The Wildcats are not used to playing teams able to match their combination of size and athleticism. Baylor's frontcourt has the size and skill to do so, but they must play more consistent.
Perry Jones III and Quincy Miller drift on offense, and have not reached their full potential. The Bears will need their two dynamic talents to realize their abilities in a hurry.
Kentucky does not have Baylor's frontcourt depth, but they do have Anthony Davis. Davis is a game-changer on both ends of the floor. Matchup nightmare does not even begin to describe Davis' frightening abilities.
Davis has a developing post game. He can also step out and knock down jumpers over smaller defenders. He has incredible length, and plays within himself. Defensively, he is the best defensive player left in the tournament. He changes every possession with his ability to protect the paint.
The Bears have the bodies to slow Davis down, but they are not ready for this Wildcat team.
Kentucky has played with a glint in their eye all season, and Baylor lacks the mental toughness to end that run.
Baylor is tough to beat when they play 40 good minutes, but they rarely do. Falling asleep against Davis and the Wildcats will cost you a run you will not recover from.
Wildcats win a tough one. Baylor will hang around, but they will have too many head-scratching moments.
Winner: Kansas, 66-61
The Kansas Jayhawks will oust No. 1 seed North Carolina for a trip to the Final Four.
The outcome of this Elite Eight matchup rests solely on Kendall Marshall's right wrist.
If Marshall plays effectively, the Tar Heels will come away with the victory.
According to Roy Williams' postgame press conference Friday night, he does not expect Marshall to play on Sunday. We have to assume Williams knows best, so the outcome swings in Kansas' favor.
The Tar Heels barely squeaked by Ohio without their floor general. North Carolina's massive frontcourt did not get easy looks, and Harrison Barnes was virtually nonexistent.

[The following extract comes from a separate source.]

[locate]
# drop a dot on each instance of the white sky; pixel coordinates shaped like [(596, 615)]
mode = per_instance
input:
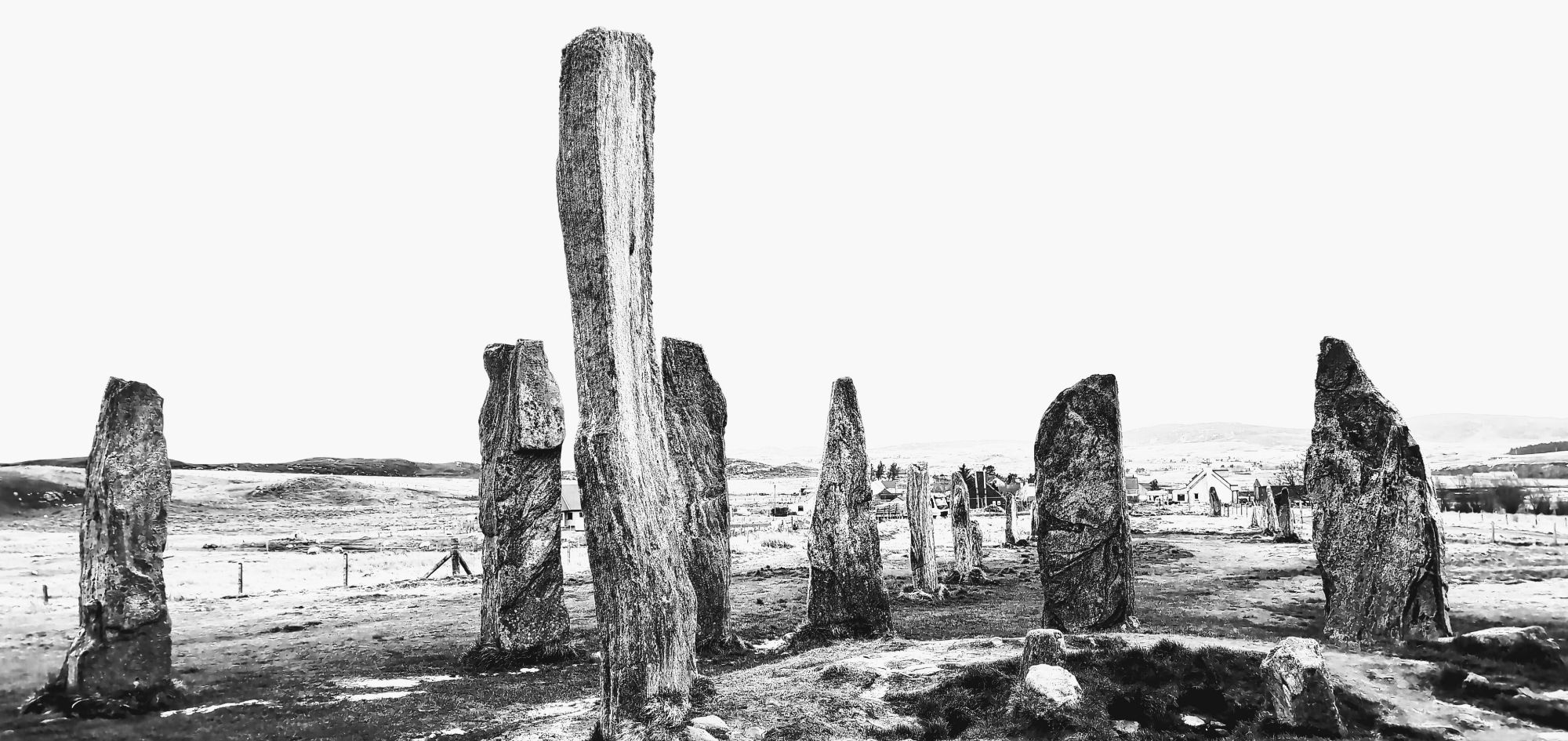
[(302, 222)]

If North Carolina could not handle Marshall's absence against Ohio, what do you expect them to do against Kansas?
Stillman White will be swallowed up by Tyshawn Taylor's lanky, athletic frame. Justin Watts seemed lost running the point, and no Tar Heel guard wants to take the game over when it matters most.

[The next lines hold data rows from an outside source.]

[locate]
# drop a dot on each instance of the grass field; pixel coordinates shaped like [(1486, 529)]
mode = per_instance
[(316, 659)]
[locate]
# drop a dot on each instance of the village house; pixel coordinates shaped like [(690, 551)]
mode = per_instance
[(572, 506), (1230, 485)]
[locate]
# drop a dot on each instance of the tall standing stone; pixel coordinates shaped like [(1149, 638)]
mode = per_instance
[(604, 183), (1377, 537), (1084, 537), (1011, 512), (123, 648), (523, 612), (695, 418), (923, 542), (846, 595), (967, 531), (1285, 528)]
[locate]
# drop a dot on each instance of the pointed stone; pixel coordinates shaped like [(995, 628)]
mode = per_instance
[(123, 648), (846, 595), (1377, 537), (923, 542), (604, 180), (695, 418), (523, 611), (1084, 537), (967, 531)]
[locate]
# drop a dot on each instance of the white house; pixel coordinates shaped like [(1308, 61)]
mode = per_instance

The Jayhawks play stifling defense. Every player defends his position, and understands the team concept. Barnes' dismal Sweet 16 performance does not bode well for the Tar Heels' hopes of cracking the Jayhawk defense.
Offensively, Thomas Robinson is money. The Tar Heels have more than enough size to combat his production, but Robinson will give them all they can handle.
Without Marshall, the Tar Heel offense will sputter. They played without a purpose on the offensive end against Ohio, and that simply will not cut it against an elite team.
Marshall's presence is vital to the Tar Heels' Final Four hopes. Many remain optimistic about his playing status, but you have to question how effective he could be even if he did play.
Robinson and his supporting cast will get the job done, and continue dancing.